Cities in other states and territories were locked down after a man infected with the virus worked at a gold mine owned by Newmont Corp. in the Tanami Desert in northern Australia. Authorities in the Northern Territory, which includes the Tanami Desert, say the man became infected during an overnight stay at a quarantine hotel in Brisbane, on the country’s east coast. More than 900 people left the mine for cities across Australia while the man was infectious.
“We still need to fix our quarantine system so that we don’t continue to see leaks and lockdowns while the majority of Australians remain unvaccinated,” said Australian Medical Association President Dr. Omar Khorshid.

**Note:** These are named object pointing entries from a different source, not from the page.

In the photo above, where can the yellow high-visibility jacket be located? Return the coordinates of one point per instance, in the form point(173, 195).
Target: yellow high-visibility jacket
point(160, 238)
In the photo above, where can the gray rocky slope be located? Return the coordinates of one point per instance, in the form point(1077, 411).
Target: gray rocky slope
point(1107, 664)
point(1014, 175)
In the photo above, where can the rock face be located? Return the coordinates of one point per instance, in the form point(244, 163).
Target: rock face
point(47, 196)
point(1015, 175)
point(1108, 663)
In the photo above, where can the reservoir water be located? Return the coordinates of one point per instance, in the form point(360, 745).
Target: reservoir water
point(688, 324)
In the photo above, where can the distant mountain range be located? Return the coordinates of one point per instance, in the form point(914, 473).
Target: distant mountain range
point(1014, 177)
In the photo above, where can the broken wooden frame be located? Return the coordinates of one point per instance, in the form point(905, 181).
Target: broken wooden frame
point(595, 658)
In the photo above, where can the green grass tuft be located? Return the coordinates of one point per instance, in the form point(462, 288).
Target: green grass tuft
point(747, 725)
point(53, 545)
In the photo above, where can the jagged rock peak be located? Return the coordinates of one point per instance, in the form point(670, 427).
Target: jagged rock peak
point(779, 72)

The government hasn’t put specific dates on its road map. In the second phase, lockdowns would be used only in extreme circumstances, such as to prevent hospitals from being overwhelmed. Border controls would be relaxed for vaccinated residents.
A third phase would see caps abolished on returning travelers who have been vaccinated, and more travel bubbles with countries in the region, such as Singapore. Mr. Morrison said the final phase would involve authorities managing Covid-19 like any other infectious disease.
For Australia’s leaders, any move to roll back border restrictions is politically risky ahead of a federal election due within a year. Three in five Australians say borders should be closed at 25 active cases or fewer, according to a survey by JWS Research earlier this year.
However, border closures also act as a drag on Australia’s economic recovery and disproportionately hurt communities that rely on foreign visitors or students. Australian universities, for example, have cut more than 17,000 jobs since the pandemic began, according to industry group Universities Australia.